One promising cohort study design is the sibling pair study design; by comparing infant feeding method among siblings, many maternal factors, which can often confound the relationship between breastfeeding and health outcome, are removed from the analysis.   Examples of studies using sibling pairs are attached (Nelson et al. 2005; Evenhouse et al. 2005: O’Tierney et al. 2009; Rees et al. 2009).
 
US surveys:
 
US surveys can provide very valuable information regarding infant feeding practices and health outcomes. Such surveys include the National Health and Nutrition Examination Survey conducted by the National Center for Health Statistics (NCHS). These surveys could be strengthened if additional endpoints were incorporated to further evaluate health and development outcomes of different feeding modalities. Recommended endpoints to include are age of achievement of gross motor milestones and performance on different measures of intelligence (achievement, verbal, cognitive ability).   Intelligence tests could include the Bayley’s tests of mental and psychomotor development, Peabody individual achievement test (PIAT) for cognitive ability, Raven’s test of non-verbal cognitive ability, and the Wechsler Abbreviated Scales of Intelligence (WASI) for full scale intelligence. These tests have been used in a variety of studies evaluating outcome differences associated with different feeding practices.  
 
Information obtained from on-going US surveys would be most beneficial if these surveys examined outcomes related to actual feeding practices of US mothers. In order to assess this, we recommend including the following categories of infant feeding practices: 1) moms who never breastfeed and 2) those who mix feed (feed breast milk and formula) 3) those who breastfeed and then switch to formula feeding, 4) moms who practice exclusive breastfeeding. This type of information would benefit scientists and policy makers alike, as it would provide a picture of real-world infant feeding patterns and any associated health outcomes.
 
Meta-Analyses:
 
Meta-analyses can provide useful information, if conducted correctly. However, as noted above, problems with some existing meta-analyses of breastfeeding include variables measured often are not defined or measured the same in each study; thus, when not comparing the same variables, the data are neither meaningful nor interpretable. Further, the range of potential outcome variables is limited to what has already been studied. Thus, IFC recommends that standard definitions of breastfeeding be created and used by all researchers for infant feeding studies.
 
General Considerations for Future Infant Feeding and Health Outcomes Research:
 
Infant feeding research is a very broad topic. Including studies that examine different health outcomes and different patterns of infant feeding would be most beneficial to truly understand how women are feeding their infants and any long term associated health outcomes. Studies that collect data oninterventions aimed to improve breastfeeding rates or duration including WIC and workplace interventions would also be beneficial.
 
 
References Cited:
 
1.      Nelson MC, Gordon-Larsen P, Adair LS. Are adolescents who were breast-fed less likely to be overweight? Analyses of sibling pairs to reduce confounding. Epidemiology 2005;16 (2):247-53.

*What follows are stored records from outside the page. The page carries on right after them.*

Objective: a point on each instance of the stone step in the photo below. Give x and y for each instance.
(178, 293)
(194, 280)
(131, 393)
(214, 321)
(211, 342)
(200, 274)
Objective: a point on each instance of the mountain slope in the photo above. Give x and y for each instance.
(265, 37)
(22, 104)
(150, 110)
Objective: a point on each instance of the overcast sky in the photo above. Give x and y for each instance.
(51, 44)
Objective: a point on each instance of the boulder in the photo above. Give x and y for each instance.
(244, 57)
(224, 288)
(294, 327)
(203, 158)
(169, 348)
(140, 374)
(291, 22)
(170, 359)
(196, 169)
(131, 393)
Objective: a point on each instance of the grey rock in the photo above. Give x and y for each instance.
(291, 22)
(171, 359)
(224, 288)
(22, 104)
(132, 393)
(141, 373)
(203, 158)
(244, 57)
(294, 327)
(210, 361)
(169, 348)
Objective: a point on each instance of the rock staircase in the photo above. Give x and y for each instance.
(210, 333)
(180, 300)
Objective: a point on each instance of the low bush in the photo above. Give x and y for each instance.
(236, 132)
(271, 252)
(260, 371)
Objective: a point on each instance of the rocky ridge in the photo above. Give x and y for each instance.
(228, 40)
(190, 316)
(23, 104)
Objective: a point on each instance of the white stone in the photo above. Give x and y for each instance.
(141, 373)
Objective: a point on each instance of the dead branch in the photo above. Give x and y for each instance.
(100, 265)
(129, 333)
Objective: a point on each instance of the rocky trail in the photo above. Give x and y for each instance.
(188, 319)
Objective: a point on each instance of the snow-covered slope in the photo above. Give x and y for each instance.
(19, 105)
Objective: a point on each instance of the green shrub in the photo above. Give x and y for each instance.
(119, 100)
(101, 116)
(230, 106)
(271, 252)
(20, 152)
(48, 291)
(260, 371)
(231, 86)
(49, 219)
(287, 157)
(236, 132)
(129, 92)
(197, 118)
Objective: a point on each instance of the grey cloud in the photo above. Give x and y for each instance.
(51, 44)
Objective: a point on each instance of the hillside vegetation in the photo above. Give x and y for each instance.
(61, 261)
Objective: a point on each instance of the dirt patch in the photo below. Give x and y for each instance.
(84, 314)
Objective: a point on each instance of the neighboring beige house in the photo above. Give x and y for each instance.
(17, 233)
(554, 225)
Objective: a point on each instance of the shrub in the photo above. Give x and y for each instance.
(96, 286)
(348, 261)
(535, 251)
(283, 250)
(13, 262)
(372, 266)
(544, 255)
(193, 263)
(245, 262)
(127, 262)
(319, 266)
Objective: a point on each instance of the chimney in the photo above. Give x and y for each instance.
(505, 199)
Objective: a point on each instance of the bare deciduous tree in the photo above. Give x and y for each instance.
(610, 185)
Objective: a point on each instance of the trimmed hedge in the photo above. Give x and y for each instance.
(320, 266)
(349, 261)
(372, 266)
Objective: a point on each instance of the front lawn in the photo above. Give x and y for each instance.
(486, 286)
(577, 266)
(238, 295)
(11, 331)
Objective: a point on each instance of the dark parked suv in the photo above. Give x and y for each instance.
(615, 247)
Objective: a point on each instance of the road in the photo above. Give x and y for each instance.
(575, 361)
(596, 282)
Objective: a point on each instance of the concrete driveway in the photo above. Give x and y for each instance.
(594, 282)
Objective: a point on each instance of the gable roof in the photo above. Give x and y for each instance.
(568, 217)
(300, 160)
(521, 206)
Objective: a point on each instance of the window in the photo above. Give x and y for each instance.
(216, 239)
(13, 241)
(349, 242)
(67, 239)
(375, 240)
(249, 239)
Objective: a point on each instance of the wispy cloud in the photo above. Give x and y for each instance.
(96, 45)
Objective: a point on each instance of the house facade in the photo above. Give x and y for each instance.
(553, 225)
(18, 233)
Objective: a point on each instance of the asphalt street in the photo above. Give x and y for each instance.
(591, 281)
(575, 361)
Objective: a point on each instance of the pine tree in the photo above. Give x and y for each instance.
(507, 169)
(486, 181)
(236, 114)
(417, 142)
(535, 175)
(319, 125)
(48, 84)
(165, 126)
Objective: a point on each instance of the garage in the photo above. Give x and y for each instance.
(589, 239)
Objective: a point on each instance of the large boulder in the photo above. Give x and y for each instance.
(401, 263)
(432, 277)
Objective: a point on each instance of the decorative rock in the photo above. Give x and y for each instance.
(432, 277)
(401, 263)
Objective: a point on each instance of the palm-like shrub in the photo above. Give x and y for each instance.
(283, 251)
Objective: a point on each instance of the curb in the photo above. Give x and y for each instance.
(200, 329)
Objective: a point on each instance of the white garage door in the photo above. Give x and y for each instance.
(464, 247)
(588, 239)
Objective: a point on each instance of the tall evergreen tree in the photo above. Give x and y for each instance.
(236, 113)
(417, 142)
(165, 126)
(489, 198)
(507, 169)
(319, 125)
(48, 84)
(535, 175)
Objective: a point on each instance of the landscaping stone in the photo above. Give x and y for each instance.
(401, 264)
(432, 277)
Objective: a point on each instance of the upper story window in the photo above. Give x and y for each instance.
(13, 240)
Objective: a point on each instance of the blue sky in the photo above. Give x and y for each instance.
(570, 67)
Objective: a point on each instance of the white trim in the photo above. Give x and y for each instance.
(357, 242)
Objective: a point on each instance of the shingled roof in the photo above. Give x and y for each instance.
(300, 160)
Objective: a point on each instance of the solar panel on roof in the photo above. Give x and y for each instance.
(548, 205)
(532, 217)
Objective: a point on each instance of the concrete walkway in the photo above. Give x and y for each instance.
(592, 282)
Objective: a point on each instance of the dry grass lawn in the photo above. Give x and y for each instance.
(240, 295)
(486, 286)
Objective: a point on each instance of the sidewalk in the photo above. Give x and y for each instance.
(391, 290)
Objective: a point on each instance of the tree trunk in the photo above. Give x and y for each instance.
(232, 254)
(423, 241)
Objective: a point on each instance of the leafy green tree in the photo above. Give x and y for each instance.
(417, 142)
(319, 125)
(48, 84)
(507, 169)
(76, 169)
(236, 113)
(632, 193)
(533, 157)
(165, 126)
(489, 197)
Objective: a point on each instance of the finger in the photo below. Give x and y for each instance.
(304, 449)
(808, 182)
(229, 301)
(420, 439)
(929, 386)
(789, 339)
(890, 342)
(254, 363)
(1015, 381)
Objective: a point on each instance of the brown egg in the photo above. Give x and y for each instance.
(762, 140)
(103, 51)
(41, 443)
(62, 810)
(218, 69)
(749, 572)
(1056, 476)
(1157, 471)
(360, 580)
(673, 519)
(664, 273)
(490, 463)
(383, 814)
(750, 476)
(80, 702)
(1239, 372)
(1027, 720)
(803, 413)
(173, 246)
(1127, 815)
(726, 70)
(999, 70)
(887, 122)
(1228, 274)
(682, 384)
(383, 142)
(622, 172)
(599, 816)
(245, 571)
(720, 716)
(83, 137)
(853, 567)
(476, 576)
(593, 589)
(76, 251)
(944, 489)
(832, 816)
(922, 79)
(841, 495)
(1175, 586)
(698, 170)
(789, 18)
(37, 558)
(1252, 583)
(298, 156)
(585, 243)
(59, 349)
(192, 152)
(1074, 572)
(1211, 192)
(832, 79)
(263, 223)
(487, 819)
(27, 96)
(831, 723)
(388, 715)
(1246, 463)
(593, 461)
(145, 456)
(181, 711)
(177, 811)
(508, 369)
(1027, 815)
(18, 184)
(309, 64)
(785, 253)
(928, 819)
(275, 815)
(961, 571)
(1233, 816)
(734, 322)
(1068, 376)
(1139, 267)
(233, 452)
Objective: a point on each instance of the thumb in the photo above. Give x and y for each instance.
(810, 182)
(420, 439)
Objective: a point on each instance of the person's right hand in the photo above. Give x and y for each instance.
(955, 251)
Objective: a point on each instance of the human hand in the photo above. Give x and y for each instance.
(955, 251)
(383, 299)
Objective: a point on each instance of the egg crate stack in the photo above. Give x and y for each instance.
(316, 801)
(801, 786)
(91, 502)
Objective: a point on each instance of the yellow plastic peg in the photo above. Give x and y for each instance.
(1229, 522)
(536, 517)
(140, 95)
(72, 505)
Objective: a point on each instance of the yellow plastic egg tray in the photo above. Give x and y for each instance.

2.      Evenhouse E, Reilly S. Improved estimates of the benefits of breastfeeding using sibling comparisons to reduce selection bias. Health Serv Res 2005;40 (6 Pt 1):1781-802.
3.      O'Tierney PF, Barker DJ, Osmond C, Kajantie E, Eriksson JG. Duration of breast-feeding and adiposity in adult life. J Nutr 2009;139 (2):422S-5S.
4.      Rees DI, and Sabia JJ. The Effect of Breast Feeding on Educational Attainment: Evidence from Sibling Data. J Human Capital 2009; 3(1): 43-72.